In un periodo in cui le nuove tecnologie stanno trovando una sempre più vasta diffusione nella quasi totalità degli ambiti della produzione e della ricerca musicale, anche il settore dell'analisi musicale sembra essere coinvolto in questo lento ma inesorabile processo. Una delle ricerche più interessanti è quella che ha portato ad utilizzare, per scopi analitici, tecnologie legate alla cosiddetta Intelligenza Artificiale (IA), una disciplina nata verso la fine degli anni Cinquanta con lo scopo di simulare l'intelligenza mediante un sistema computerizzato.

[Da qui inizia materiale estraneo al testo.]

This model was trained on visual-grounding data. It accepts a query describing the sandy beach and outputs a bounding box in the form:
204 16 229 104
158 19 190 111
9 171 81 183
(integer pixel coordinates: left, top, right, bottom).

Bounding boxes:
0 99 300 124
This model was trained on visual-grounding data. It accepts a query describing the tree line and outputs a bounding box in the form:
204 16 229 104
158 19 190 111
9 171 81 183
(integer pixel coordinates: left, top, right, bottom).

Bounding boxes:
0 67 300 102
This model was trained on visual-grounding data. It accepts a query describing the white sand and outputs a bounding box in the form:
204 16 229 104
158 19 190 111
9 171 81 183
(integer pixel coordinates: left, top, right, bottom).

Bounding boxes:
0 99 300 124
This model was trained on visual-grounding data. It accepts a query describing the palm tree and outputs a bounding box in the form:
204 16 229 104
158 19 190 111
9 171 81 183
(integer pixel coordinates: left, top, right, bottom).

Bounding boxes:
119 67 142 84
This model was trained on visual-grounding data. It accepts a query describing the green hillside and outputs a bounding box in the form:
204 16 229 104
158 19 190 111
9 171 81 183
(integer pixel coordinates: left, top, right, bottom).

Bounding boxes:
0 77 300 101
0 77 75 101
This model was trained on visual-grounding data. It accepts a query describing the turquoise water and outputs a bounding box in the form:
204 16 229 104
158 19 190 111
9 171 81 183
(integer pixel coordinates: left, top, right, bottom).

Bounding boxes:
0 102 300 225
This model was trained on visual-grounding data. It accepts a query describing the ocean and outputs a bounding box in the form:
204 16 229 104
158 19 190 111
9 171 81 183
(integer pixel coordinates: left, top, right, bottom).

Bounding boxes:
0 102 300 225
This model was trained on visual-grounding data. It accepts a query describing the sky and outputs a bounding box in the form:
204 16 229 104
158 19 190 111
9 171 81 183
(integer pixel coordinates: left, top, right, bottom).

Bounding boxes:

In mancanza di una definizione univoca di intelligenza, un primo gruppo di ricercatori del MIT (Massachusetts Institute of Tecnology), diretti da Marvin Minsksy, assunse come paradigma di riferimento l'intelligenza umana e, in una delle ricerche più avanzate nel campo, le cosiddette reti neurali (Neural Networks).

Le reti-neurali, il principio alla base del funzionamento di un cervello reale, sono, per intenderci, le interconnessioni che si attivano fra i miliardi di cellule che formano un cervello umano. In tal modo ognuna di tali cellule, o neuroni, sviluppa la capacità di elaborare una piccola quantità di dati. Le tantissime piccole informazioni prodotte da tali neuroni, riunite insieme, consentono poi al cervello di elaborare informazioni più complesse.
Il tentativo dei ricercatori è quello di riproporre in campo informatico il principio della cellula-neurone replicata milioni di volte sino a simulare un cervello. Purtroppo, l'attuale potenza dei computer basta per simulare "solo" qualche migliaio di neuroni, quantità non sufficiente a elaborare informazioni complesse. Ciò nonostante, la ricerca in questo settore sta già producendo risultati apprezzabili, e i modelli computeristici a rete neurale sono spesso utilizzati nell'investigazione di processi quali l'apprendimento, oppure nel riconoscimento di pattern. Nell'analisi delle immagini, ad esempio, tale tecnologia è spesso utilizzata negli OCR, i software che consentono di tradurre la scansione di una pagina dattiloscritta in caratteri riutilizzabili da un comune word processor.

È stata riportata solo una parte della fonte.